Changes in utilization of health care services following procedure code bundling and consequent Medicare fee adjustments

Monday, June 13, 2016: 8:50 AM
G55 (Huntsman Hall)

Author(s): Michal HornĂ½

Discussant: Wenjia Zhu

Background: Policymakers are concerned that the Medicare Physician Fee Schedule may overstate the relative costs of certain imaging procedures. To distribute payments across services fairly and to lower the overall spending, the Centers for Medicare & Medicaid Services (CMS) recently cooperated with the American Medical Association (AMA) to identify services with distinct Current Procedural Terminology® codes often performed and billed together. To correct for improper coding leading to inappropriate payments, the AMA continuously has introduced new bundled codes for the identified services, while the CMS assigned these codes updated Relative Value Units to “better” reflect the actual performed work.

Research objective: The main goal is to assess the extent to which the exogenous changes in Medicare fees affect provision of health care services in both Medicare and privately insured populations. The two primary outcomes in our study, which we compare, are the volume of health care services provided to Medicare beneficiaries and the volume of health care services provided to privately insured individuals.

Data: Our major data sources are the Medicare Standard Analytical Files for years 2010-2014 and the Truven Health Analytics MarketScan® Commercial Claims and Encounters database for the same period. The Medicare database includes health care claims of a random 5% sample of all Medicare beneficiaries. The MarketScan® database contains health care claims of more than 50 million privately insured individuals across the United States. In addition, information about health care supply variation across the United States is obtained from the 2010-2013 Area Health Resources Files.

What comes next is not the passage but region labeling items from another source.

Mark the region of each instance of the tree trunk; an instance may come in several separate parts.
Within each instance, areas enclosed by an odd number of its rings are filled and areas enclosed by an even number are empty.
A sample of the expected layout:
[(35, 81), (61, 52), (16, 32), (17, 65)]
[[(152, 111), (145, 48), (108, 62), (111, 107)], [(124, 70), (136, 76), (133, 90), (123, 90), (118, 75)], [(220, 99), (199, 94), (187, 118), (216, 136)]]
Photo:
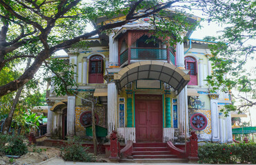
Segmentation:
[[(97, 102), (97, 100), (96, 100)], [(98, 147), (98, 142), (97, 141), (97, 136), (96, 136), (96, 127), (95, 127), (95, 107), (96, 103), (92, 101), (92, 138), (93, 138), (93, 153), (96, 156), (97, 155), (97, 147)]]
[[(31, 63), (31, 58), (29, 58), (28, 60), (28, 63), (27, 63), (27, 66), (26, 67), (26, 70), (28, 69), (28, 68), (30, 65), (30, 63)], [(15, 98), (13, 100), (12, 105), (12, 107), (11, 107), (10, 111), (9, 112), (8, 117), (6, 119), (6, 120), (4, 122), (4, 124), (3, 124), (3, 134), (8, 134), (8, 133), (9, 129), (10, 129), (10, 125), (12, 124), (13, 114), (14, 113), (14, 111), (15, 111), (16, 105), (18, 103), (19, 96), (21, 96), (21, 94), (23, 86), (24, 85), (22, 85), (20, 88), (19, 88), (19, 89), (18, 89), (18, 91), (16, 94)]]

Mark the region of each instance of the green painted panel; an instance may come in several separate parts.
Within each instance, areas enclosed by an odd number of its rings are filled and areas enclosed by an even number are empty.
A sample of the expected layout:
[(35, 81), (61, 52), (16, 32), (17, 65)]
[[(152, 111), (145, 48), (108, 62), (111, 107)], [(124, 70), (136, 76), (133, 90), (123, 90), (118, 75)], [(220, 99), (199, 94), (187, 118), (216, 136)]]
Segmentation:
[(166, 98), (166, 128), (170, 128), (170, 98), (168, 97)]
[[(106, 137), (108, 135), (108, 130), (104, 127), (99, 126), (95, 126), (96, 127), (96, 136), (97, 137)], [(92, 126), (90, 126), (86, 127), (86, 135), (92, 136)]]
[(132, 98), (127, 98), (127, 127), (132, 127)]

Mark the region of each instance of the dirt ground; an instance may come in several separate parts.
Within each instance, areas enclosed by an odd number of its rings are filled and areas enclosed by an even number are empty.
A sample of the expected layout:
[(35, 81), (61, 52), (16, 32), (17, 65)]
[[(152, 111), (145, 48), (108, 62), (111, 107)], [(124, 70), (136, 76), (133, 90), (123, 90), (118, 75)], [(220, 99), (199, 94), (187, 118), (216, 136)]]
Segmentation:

Methods: The theoretical framework for our research is based on the so-called stepwise demand model that describes a multiple market situation in which the physician is a price-setter in the private market and a price-taker in the Medicare market. The volume of provided services then results from altering the payer mix depending on the relative profitability in the two markets. We use the administrative changes in the Medicare Physician Fee Schedule resulting from the recent procedure code bundling of various radiology services as the exogenous price shocks in the Medicare market. In the first stage, we estimate the effect of Medicare price shocks on prices in the private market. In the second stage, we substitute the actual prices in the private market for the predicted prices resulting from the first stage, and estimate the effect of the altered profitability of certain procedures on the volume of provided health care services using the simultaneous equations system approach.

Results: We have established initial estimates using 2010-2013 data. The preliminary results support the predictions of the stepwise demand model. However, the most recent 2014 data will become available in January 2016, and we will present the final five year analysis results at the conference. Our previous study (Horný et al. 2015), which focused on utilization of the combined computed tomography scan of the abdomen and pelvis, documented an increased utilization rate (+11.4% per month; p = 0.034) in the private market after corresponding code bundling and Medicare fee reduction occurred in 2011.